Spousal Selection: 5 Tips from a Muslim Mental Health Counselor

By Anisa Diab

This week marks ten years that I have been with my husband, alhamdulilah. In reflecting on the 10 years that have passed, I believe it is crucial to leave behind a written record for our children in the case that we are no longer with them when they need our advice and support the most. Although my daughter is only three years old, here are important pieces of advice that I would share with my daughter in terms of choosing a potential spouse and being ready for marriage. Dear Reader, I hope you benefit from these tips as well.

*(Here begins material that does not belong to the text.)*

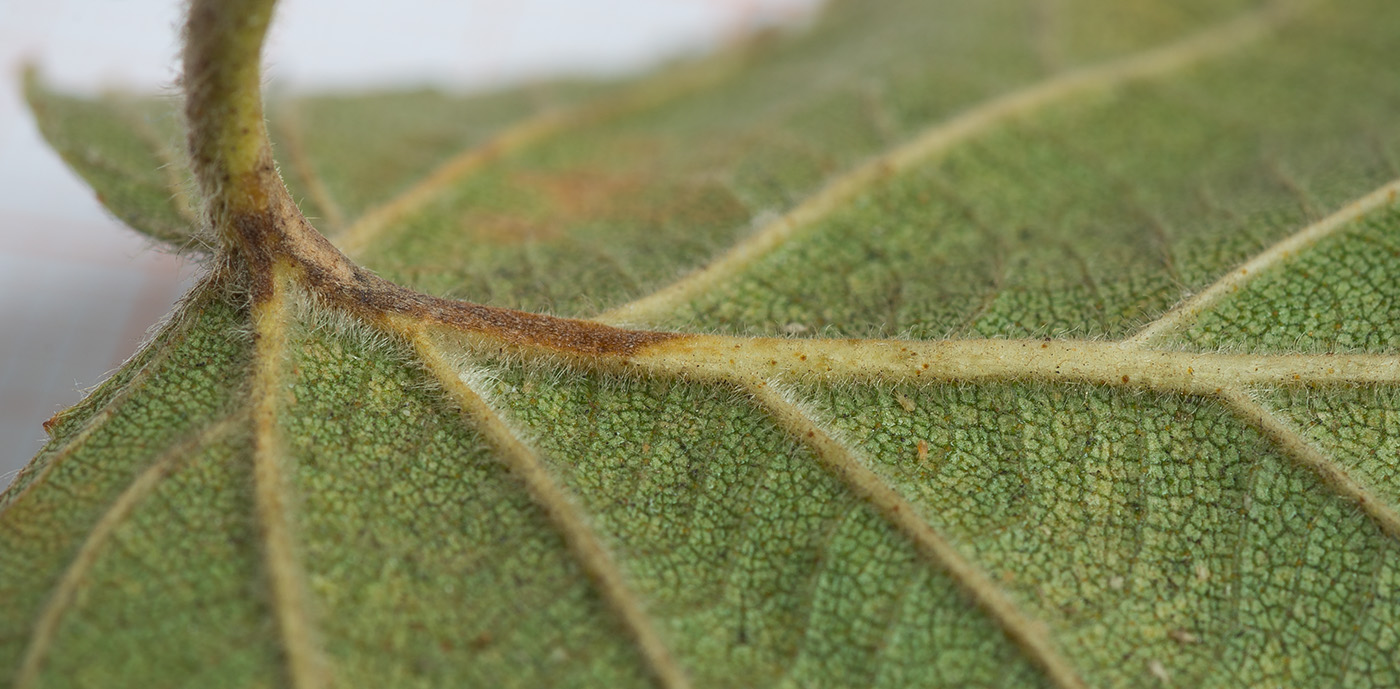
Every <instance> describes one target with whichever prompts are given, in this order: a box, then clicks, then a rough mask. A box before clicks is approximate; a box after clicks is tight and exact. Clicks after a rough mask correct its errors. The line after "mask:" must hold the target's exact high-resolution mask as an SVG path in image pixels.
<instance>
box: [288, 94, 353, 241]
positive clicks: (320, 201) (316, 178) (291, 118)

  1. Choose someone you can accept in every aspect. This may seem common sense, but I find that some youth are pressured to make hasty marital decisions on the basis of faith or certain characteristics alone with total disregard for physical attraction and chemistry in terms of personality. Take your time getting to know who you may be spending the rest of your life with. Do not be pressured into getting married prematurely if any hesitations still exist.
  2. There’s a fine line between an individual that has rigid religiosity and spiritual religiosity. Know the difference. Islam is not a religion of rigidity, antagonism, or passing judgment on others. Choose someone who is spiritual, but not overly critical of their own relationship with God or others. If this dynamic exists, it is inevitable that such an individual will become overly critical with you and the last thing you want in you marriage is to feel like you’re walking on eggshells each day.
  3. Do not select a spouse based on title or status. While it is important to choose someone who is financially capable of providing for a family, it is problematic to use the titles ‘Doctor’ or ‘Engineer’ as a way to filter potential spouses. Choose someone who is humble and hardworking with good moral character. Success always follows such individuals. Being overly picky about status and title creates missed opportunities for a compatible spouse.
  4. Pursue higher education as much as possible prior to your wedding day. The Holy Prophet made it incumbent upon every man and woman to seek knowledge from the cradle to the grave even if one must go all the way to China. You never know what challenges life may bring you. You may find yourself in a position where you need to be the main financial provider of your family. An example of this would be if your spouse were to become injured and unable to work. As a woman you must be able to rely on yourself if needed and foster self-independence, particularly in an effort to be prepared for unexpected difficult situations. Pursuing higher education makes this reality possible and also gives you an opportunity to enhance self-confidence and personal growth.
  5. Do not choose someone who will make you happy. Choose someone who will add to the happiness and tranquility that should already be present within you. People mistakenly rely on a future spouse to make them happy. The truth is, you are the only one that can make yourself happy. If you are unhappy and feeling unfulfilled, take this time to get connected with a Licensed Professional Counselor that will help you do any necessary self-work before entering a marital relationship. Your future spouse (and future self) will be thankful you did!

And remember, always listen to your gut instinct or fitra if something feels off about someone.

My prayers are with you on your journey to complete half your faith.